“Do you mean that this is what you have learned?” she asked.
Her seriousness sent him off into his pleasant laugh. “Whatever I have learned it has not been ingratitude for a meeting like this,” he responded gayly. “It is one of my unexpected joys.”
“And yet it’s a joy that you take small advantage of,” she remarked. “I’m almost always at home and I’m very often wishing that you would come. As a last test, will you dine with me to-morrow night?”
While she spoke, for the briefest flicker of her eyelashes, she saw him hesitate; then he shook his head.

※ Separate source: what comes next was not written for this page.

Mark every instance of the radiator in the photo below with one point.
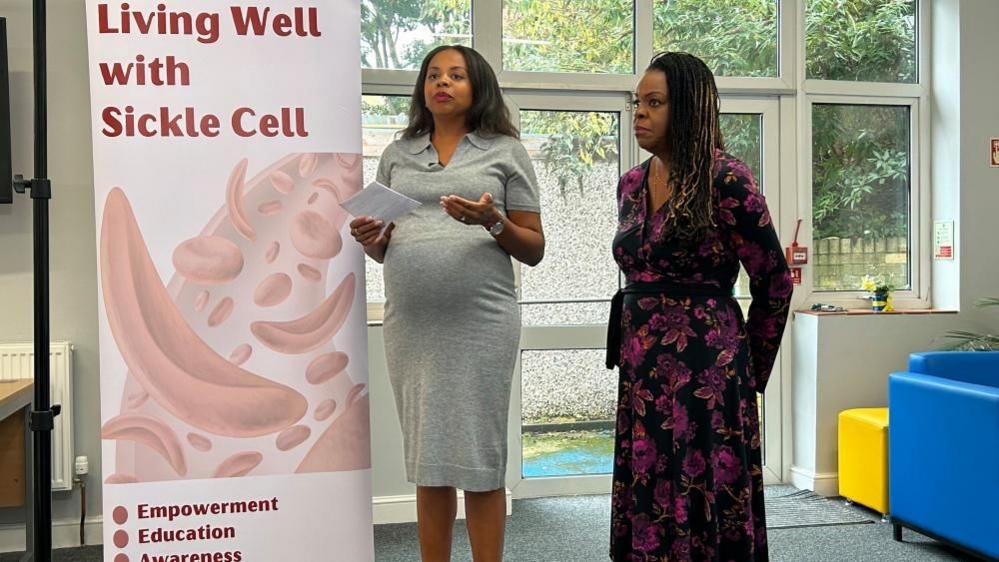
(17, 361)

“I fear I can’t,” he replied regretfully, “the nurse goes home, you see, and there’s no one left with Connie. When she’s well again I’ll come gladly if you’ll let me.”
Her face flushed a little. “I’m sorry I asked you,” she said; “I ought to have thought—to have known.”
He felt the wrench within him as if he had torn out a living nerve, for it was the end between them and he had meant that it should be so. Life would have no compromises with illusions, he knew—not even with the last and the most beautiful of desires.
“On the other hand your wish made me very happy,” he returned.
She had stopped when they reached a corner, and he realised, with a pang, that the chance meeting was at an end. As she stood there in the pale sunshine, his eyes hung upon her face with an intensity which seemed to hold in it something of the tragedy of a last parting. At the moment he told himself that so far as it lay in his power he would henceforth separate his life from hers; and as he made the resolution he knew that he would carry her memory like a white flame in his heart forever.
An instant afterward he went from her with a smile; and as she turned to look after him, moved by a sudden impulse, she felt a vague stir of pity for the gaunt figure passing so rapidly along the crowded street. While she watched him she remembered that there were worn places on the coat he wore, and with one of the curious eccentricities of sentiment, this trivial detail served to surround him with a peculiar pathos.
CHAPTER VII
IN WHICH FAILURE IS CROWNED BY FAILURE
At one o’clock, when Adams left his office to go home to luncheon—a custom which he had not allowed himself to neglect since Connie’s illness—he found Mr. Wilberforce just about to enter the building from the front on Union Square.
“Ah, I’ve caught you as I meant to,” exclaimed the older man, with the cordial enthusiasm which Adams had always found so delightful. “It’s been so long a time since I had a talk with you that I hope you’ll come out somewhere to lunch?”
“I only wish I could manage it,” replied Adams, “but I must look in for a minute on Mrs. Adams—she’s been ill, you know.”
He saw the surprise reflected in his companion’s face as he had seen it a little earlier in Laura’s; and at the same instant he felt a sensation of annoyance because of his inability to act upon his impulse of hospitality. He would have liked to take Mr. Wilberforce home with him; but remembering the probable quality of the luncheon which awaited him, he repressed the inclination.